Parakeet models, [introduced by NVIDIA NeMo](https://developer.nvidia.com/blog/pushing-the-boundaries-of-speech-recognition-with-nemo-parakeet-asr-models/), are models that combine a [Fast Conformer](https://docs.nvidia.com/nemo-framework/user-guide/latest/nemotoolkit/asr/models.html#fast-conformer) encoder with connectionist temporal classification (CTC), recurrent neural network transducer (RNNT) or token and duration transducer (TDT) decoder for automatic speech recognition.

**Model Architecture**

- **Fast Conformer Encoder**: A linearly scalable Conformer architecture that processes mel-spectrogram features and reduces sequence length through subsampling.
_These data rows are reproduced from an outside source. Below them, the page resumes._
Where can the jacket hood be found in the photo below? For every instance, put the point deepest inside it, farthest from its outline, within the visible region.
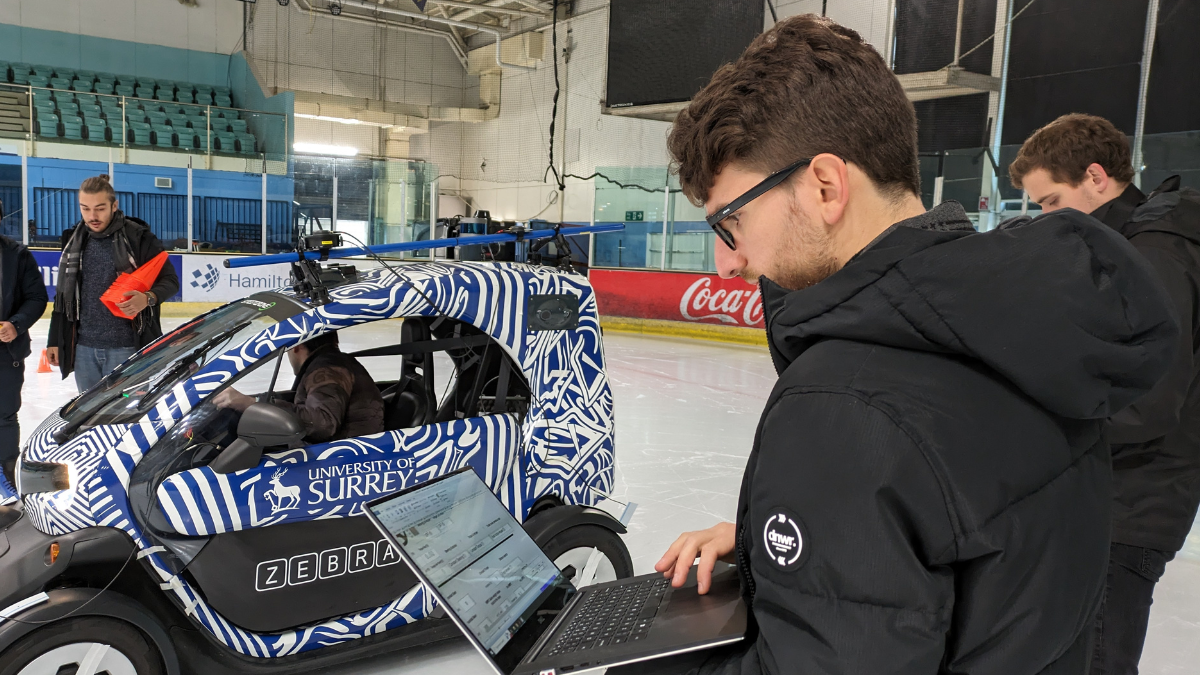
(1061, 306)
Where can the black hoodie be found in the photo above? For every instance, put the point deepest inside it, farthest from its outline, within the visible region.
(929, 489)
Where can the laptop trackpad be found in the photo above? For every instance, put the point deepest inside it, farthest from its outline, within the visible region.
(690, 616)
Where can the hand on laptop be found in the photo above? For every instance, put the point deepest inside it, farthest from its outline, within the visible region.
(712, 544)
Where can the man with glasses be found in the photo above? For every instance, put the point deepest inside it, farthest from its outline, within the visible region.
(929, 488)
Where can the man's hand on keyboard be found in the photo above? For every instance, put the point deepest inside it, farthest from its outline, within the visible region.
(712, 544)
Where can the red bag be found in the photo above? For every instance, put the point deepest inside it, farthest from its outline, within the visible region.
(139, 280)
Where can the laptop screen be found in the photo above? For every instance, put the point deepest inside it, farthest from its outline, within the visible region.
(462, 539)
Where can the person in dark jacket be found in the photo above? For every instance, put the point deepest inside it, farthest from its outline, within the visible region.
(1083, 162)
(335, 396)
(929, 488)
(22, 304)
(85, 336)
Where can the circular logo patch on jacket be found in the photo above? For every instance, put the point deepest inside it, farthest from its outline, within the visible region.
(784, 538)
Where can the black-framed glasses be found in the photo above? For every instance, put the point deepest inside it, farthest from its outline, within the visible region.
(772, 180)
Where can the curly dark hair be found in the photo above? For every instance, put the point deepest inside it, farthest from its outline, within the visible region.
(1068, 145)
(805, 87)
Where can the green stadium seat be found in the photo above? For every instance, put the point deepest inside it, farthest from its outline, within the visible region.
(189, 138)
(163, 136)
(96, 131)
(138, 133)
(72, 127)
(247, 143)
(225, 142)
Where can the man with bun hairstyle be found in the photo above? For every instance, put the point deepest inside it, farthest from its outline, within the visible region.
(1083, 162)
(85, 336)
(929, 487)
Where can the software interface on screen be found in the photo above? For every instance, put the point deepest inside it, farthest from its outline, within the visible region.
(459, 535)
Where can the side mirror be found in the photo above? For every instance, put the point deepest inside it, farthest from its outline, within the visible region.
(262, 425)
This is more efficient version of the Conformer Encoder found in [FastSpeech2Conformer](./fastspeech2_conformer.md) (see [`ParakeetEncoder`] for the encoder implementation and details).
- [**ParakeetForCTC**](#parakeetforctc): a Fast Conformer Encoder + a CTC decoder
  - **CTC Decoder**: Simple but effective decoder consisting of:
    - 1D convolution projection from encoder hidden size to vocabulary size (for optimal NeMo compatibility).
    - CTC loss computation for training.
    - Greedy CTC decoding for inference.

The original implementation can be found in [NVIDIA NeMo](https://github.com/NVIDIA/NeMo).
Model checkpoints are to be found under [the NVIDIA organization](https://huggingface.co/nvidia/models?search=parakeet).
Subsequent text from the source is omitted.